The development and adoption of advanced technologies including smart automation and artificial intelligence has the potential not only to raise productivity and GDP growth but also to improve well-being more broadly, including through healthier life and longevity and more leisure. Alongside such benefits, these technologies also have the potential to reduce disruption and the potentially destabilizing effects on society arising from their adoption. Tech for Good: Smoothing disruption, improving well-being (PDF–1MB) examines the factors that can help society achieve such benefits and makes a first attempt to calculate the impact of technology adoption on welfare growth beyond GDP. Our modeling suggests that good outcomes for the economy overall and for individual well-being come about when technology adoption is focused on innovation-led growth rather than purely on labor reduction and cost savings through automation. This needs to be accompanied by proactive transition management that increases labor market fluidity and equips workers with new skills. Technology for centuries has both excited the human imagination and prompted fears about its effects. Today's technology cycle is no different, provoking a broad spectrum of hopes and fears. Opinion surveys suggest people tend to have a nuanced view of technology but nonetheless worry about the risks: while generally positive about longer-term benefits, especially for health, many are also concerned about the negative impact on their lives, in particular in the areas of job security, material living standards, safety, and trust.
Popular expressions, for example, "artificial intelligence", "machine learning" and "Big Data" have without question become a significant topic in the present tech scene and they are digging in for the long-term. However, the advancement power behind Artificial Intelligence and its related perspectives have additionally discovered its way to the core phase of our society. Can Artificial Intelligence be utilized for the more noteworthy benefit of society? Also, what job should organizations play in it? While AI is certainly not a silver bullet, it can help handle a lot of our general society's most challenging issues on a social, economic and environmental level.

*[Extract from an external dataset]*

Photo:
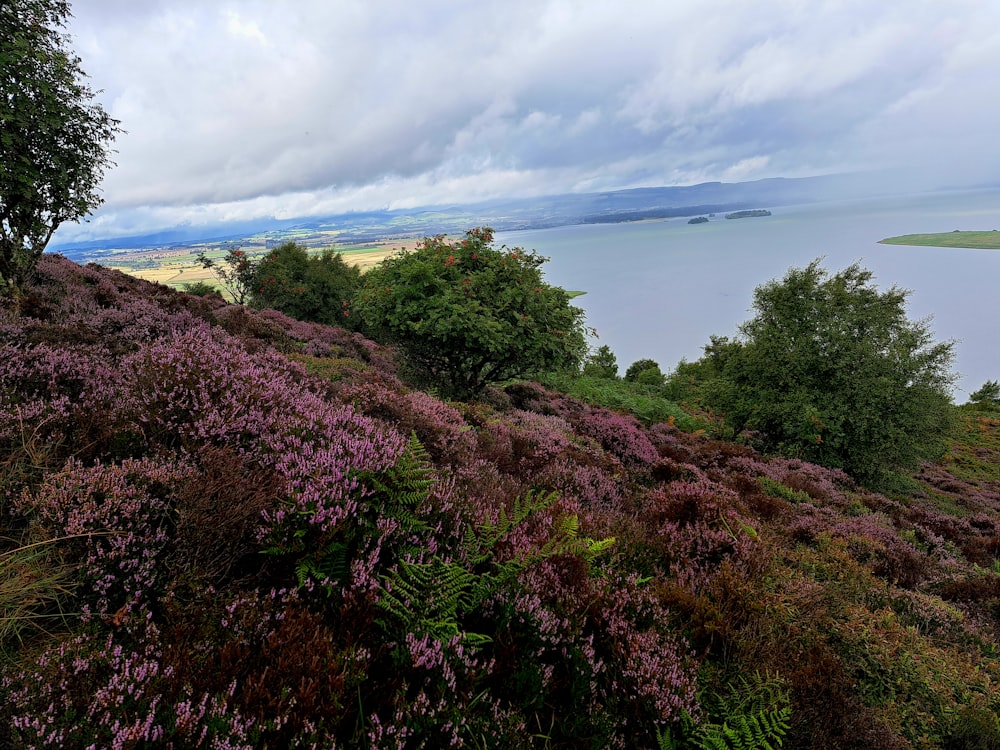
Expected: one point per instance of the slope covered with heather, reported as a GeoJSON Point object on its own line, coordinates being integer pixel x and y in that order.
{"type": "Point", "coordinates": [226, 528]}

Automation and AI are often perceived by companies that leverage them as an important source of labor productivity. Many workers in such companies, however, tend to see the adoption of these and other technologies as putting their jobs in jeopardy or creating more stressful workplaces. Recent research highlights the dichotomy. While increased robot use contributed approximately 0.4 percentage points to annual labor productivity growth in major developed countries from 1980 to 2014, every additional robot per thousand workers that was deployed in the same period reduced the employment-to-population ratio by about 0.2–0.3 While information and communications technology in the same period and same countries contributed to one-third of total economic growth, technology diffusion in enterprises has contributed in likely the same proportion to increased worker stress.

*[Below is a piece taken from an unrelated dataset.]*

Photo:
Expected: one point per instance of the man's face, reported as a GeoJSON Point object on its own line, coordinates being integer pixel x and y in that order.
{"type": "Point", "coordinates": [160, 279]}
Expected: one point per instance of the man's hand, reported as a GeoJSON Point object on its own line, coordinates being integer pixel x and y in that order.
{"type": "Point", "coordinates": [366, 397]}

Beyond traditional industrial automation and advanced robots, new generations of more capable autonomous systems are appearing in environments ranging from autonomous vehicles on roads to automated check-outs in grocery stores. Much of this progress has been driven by improvements in systems and components, including mechanics, sensors and software. AI has made especially large strides in recent years, as machine-learning algorithms have become more sophisticated and made use of huge increases in computing power and of the exponential growth in data available to train them. Spectacular breakthroughs are making headlines, many involving beyond-human capabilities in computer vision, natural language processing, and complex games such as Go. These technologies are already generating value in various products and services, and companies across sectors use them in an array of processes to personalize product recommendations, find anomalies in production, identify fraudulent transactions, and more.